- Nigeria Utilising Below 10% of 900 Dams – Minister
Out of the 900 dams in the country, less than 10 per cent have been utilised, the Minister of Agriculture and Rural Development, Chief Audu Ogbeh, has said.
Ogbeh said this in an interview published in the 2017/2018 Nigeria Outlook, an investment and governance journal, obtained by our correspondent in Abuja on Sunday.
The minister also stated that the Bank of Agriculture was struggling to recover N30bn owed it by farmers.
Reservoirs created by dams are used to suppress floods and provide water for irrigation, human consumption, industrial use and aquaculture.
Ogbeh stated that the ministries of Agriculture and Rural Development and Water Resources had constructed about 900 dams, out of which less than 10 per cent had been put into use.

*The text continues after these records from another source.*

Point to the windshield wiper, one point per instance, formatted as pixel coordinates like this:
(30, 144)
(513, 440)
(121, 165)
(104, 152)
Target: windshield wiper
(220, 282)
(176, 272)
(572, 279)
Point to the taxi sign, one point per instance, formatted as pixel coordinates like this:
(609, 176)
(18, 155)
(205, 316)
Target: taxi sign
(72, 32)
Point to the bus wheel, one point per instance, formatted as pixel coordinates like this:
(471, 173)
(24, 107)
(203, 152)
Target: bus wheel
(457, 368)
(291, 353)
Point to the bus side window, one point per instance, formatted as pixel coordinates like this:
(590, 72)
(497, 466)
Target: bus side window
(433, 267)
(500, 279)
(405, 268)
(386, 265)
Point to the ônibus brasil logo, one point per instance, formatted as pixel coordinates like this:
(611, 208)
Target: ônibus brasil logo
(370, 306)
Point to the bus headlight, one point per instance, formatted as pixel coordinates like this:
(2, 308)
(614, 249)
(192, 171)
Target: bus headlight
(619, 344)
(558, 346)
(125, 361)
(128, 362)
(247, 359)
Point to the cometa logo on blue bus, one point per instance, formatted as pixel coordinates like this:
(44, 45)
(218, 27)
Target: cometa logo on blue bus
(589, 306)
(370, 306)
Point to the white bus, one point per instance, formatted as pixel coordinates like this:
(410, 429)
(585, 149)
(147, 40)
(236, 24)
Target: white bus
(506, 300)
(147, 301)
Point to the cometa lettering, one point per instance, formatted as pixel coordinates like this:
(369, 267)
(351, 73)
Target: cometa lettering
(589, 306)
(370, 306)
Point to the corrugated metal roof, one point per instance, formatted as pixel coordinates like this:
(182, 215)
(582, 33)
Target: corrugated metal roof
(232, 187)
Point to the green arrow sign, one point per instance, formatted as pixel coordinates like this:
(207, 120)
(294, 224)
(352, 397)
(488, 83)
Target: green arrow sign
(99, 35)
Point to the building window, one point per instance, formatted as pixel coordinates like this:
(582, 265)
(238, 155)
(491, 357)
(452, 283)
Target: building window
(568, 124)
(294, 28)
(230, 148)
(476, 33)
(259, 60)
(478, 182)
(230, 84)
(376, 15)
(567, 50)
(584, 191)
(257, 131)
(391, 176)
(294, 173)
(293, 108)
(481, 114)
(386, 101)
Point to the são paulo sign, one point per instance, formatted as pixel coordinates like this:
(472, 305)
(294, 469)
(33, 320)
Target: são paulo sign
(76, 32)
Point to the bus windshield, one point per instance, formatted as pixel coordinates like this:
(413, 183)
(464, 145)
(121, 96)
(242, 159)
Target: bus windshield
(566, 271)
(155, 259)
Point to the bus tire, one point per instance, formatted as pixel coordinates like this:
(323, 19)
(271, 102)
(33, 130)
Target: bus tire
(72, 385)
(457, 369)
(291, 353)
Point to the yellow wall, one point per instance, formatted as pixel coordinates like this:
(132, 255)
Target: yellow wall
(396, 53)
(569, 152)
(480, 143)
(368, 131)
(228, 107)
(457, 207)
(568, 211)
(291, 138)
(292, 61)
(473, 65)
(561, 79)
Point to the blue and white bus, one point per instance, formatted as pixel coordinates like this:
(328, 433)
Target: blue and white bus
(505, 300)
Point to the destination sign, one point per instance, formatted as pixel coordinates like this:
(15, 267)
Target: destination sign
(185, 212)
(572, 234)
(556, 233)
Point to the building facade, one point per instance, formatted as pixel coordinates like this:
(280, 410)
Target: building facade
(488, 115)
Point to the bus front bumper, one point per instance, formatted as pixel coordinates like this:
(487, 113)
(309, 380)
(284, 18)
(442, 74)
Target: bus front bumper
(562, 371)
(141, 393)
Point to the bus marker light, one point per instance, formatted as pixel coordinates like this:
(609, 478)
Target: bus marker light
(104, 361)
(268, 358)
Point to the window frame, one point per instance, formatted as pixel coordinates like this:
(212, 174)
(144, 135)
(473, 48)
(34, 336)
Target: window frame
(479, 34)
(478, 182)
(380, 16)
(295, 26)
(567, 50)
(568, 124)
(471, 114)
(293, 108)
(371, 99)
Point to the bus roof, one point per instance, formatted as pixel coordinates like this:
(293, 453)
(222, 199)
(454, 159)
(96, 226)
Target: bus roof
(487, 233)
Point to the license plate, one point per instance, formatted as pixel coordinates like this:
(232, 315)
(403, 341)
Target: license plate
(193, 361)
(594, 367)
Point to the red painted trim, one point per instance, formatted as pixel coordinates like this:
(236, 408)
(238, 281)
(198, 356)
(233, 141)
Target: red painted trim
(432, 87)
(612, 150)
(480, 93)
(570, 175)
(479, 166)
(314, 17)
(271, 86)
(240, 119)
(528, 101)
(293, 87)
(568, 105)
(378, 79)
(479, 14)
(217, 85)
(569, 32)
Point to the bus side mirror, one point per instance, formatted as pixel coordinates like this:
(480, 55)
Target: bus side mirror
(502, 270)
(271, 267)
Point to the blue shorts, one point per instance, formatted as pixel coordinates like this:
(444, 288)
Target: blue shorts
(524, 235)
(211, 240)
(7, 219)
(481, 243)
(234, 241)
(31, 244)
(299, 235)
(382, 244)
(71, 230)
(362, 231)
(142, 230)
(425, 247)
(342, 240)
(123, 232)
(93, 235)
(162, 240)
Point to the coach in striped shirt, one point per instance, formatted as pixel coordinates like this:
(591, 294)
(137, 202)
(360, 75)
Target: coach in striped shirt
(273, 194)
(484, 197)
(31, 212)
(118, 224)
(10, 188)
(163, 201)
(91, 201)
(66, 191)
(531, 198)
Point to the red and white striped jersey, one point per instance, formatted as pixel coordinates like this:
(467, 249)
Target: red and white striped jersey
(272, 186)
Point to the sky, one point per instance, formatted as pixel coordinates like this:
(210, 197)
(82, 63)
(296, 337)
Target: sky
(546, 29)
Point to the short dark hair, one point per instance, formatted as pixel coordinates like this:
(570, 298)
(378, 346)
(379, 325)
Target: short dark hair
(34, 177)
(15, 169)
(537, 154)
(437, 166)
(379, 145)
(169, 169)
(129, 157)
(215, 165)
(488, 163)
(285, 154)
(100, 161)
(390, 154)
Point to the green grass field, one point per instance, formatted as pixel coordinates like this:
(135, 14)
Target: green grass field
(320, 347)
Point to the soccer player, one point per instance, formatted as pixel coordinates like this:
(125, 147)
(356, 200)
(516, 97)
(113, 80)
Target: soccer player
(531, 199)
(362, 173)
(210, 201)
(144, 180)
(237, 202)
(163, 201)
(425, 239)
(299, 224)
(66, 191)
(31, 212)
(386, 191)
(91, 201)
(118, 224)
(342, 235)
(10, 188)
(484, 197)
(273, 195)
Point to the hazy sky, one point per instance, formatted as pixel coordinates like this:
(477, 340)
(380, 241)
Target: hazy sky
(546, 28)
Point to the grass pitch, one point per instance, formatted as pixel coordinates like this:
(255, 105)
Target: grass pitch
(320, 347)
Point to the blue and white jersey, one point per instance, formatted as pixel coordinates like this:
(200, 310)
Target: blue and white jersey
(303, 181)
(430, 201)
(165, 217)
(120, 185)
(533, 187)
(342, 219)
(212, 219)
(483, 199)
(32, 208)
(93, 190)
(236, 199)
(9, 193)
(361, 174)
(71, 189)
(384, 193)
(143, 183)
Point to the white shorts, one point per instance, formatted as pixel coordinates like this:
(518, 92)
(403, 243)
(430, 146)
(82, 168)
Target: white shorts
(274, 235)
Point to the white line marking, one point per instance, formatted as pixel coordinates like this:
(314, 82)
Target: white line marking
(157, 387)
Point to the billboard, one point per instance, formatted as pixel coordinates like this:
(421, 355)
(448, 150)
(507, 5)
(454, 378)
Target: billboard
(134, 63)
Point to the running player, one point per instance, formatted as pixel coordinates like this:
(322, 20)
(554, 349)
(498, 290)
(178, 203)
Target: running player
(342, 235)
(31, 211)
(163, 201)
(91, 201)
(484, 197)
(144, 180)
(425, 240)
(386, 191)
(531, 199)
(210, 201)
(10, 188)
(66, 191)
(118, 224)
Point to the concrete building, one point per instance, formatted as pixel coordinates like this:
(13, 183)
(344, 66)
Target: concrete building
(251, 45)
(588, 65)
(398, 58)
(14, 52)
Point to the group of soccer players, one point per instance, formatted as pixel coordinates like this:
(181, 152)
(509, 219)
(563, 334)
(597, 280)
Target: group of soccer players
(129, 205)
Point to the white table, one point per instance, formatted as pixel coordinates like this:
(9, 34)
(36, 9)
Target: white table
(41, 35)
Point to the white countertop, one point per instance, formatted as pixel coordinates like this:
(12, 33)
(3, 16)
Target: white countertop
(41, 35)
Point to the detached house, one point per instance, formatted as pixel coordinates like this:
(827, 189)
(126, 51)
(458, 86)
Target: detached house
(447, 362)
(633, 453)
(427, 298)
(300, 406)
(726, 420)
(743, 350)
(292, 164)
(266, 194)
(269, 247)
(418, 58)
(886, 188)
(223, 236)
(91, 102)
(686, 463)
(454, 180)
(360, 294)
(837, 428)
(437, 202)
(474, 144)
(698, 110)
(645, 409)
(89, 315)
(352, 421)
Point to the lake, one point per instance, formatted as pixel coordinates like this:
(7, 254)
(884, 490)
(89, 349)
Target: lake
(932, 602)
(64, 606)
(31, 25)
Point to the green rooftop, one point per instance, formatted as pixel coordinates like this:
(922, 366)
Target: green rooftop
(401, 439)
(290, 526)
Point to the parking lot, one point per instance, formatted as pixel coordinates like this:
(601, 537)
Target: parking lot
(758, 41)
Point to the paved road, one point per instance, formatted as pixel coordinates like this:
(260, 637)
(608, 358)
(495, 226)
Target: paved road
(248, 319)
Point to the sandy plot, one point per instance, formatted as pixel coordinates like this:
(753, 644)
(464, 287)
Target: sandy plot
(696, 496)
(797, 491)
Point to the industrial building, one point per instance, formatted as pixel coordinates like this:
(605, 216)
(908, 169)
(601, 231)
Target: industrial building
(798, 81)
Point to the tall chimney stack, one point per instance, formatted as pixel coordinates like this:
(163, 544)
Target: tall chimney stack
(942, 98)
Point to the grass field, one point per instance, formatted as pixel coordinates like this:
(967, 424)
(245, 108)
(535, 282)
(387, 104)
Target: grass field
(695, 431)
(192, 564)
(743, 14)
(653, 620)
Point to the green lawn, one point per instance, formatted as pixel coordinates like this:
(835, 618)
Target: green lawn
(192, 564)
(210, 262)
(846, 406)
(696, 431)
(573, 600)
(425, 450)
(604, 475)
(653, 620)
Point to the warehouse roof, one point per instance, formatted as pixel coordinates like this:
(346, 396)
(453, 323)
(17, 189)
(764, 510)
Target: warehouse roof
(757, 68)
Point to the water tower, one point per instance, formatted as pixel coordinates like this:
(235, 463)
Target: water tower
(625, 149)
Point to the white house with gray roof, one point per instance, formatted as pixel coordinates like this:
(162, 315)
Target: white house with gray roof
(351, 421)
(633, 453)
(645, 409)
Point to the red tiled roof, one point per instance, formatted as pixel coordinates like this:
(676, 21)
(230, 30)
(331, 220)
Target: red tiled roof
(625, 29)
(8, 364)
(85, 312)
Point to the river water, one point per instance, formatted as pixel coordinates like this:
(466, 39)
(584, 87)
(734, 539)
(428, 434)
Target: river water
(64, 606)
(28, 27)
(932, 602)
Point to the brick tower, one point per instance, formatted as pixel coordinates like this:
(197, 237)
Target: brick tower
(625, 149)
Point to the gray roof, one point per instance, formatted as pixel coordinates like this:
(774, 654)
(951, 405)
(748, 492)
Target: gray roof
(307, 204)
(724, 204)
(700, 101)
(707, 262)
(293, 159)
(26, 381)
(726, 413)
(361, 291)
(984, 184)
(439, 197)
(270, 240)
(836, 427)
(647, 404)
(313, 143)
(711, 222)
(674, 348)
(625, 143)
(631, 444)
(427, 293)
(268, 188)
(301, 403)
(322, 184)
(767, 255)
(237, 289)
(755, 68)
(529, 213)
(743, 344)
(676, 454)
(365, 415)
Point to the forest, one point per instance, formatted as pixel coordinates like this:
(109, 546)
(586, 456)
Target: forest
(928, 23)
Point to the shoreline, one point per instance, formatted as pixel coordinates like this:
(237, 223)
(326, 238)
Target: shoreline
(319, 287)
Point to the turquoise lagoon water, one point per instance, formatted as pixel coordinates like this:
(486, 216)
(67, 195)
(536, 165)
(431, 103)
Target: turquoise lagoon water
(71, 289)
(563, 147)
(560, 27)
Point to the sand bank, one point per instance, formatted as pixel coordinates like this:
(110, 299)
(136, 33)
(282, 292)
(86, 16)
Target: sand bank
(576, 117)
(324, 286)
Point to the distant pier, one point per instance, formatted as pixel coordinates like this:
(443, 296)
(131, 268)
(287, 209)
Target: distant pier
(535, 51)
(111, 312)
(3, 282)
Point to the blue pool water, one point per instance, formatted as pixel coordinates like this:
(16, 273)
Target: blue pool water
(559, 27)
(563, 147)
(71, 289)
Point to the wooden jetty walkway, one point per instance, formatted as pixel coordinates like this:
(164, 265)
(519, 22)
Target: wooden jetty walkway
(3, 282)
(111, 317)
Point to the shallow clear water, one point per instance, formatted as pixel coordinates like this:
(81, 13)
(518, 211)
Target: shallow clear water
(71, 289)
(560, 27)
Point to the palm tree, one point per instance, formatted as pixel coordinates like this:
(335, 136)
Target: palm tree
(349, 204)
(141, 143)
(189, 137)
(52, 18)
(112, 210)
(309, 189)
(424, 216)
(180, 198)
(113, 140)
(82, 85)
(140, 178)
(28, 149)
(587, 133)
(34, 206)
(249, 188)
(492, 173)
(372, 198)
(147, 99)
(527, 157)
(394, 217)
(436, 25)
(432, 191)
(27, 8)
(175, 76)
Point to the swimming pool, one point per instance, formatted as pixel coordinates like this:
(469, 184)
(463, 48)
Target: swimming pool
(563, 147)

He said, “We work together (both ministries); we do big and large dams, close to 900. But believe me, less than 10 per cent, maybe five per cent, have been used. Some of the big ones have been there since the Second Republic, wasting away, just full of sand but we are working together now with the Ministry of Water Resources to utilise those resources for irrigation.
“We need irrigation. One of the dangers facing us is that of the possibility of a drought. It comes once in a while in many countries. It has been in Central Africa for nearly seven years now. It’s in East Africa and we fear it might happen. We are going to intensify the irrigation and build the partnership between us and the Ministry of Water Resources to go to the level where when they finish the dam, we can join hands with them and lease it out to farmers.”
Speaking on efforts to restructure the Bank of Agriculture, Ogbeh said one of the problems that had been encountered in the process was that the operations of the lender had been manual, adding that efforts were being put in place to digitise its operations.
He said another challenge that had been witnessed in the process was the collection of the N30bn owed the bank by farmers.
The minister said that the government was giving the farmers who were indebted to the bank more time to pay up since they were making more money through the sale of their produce.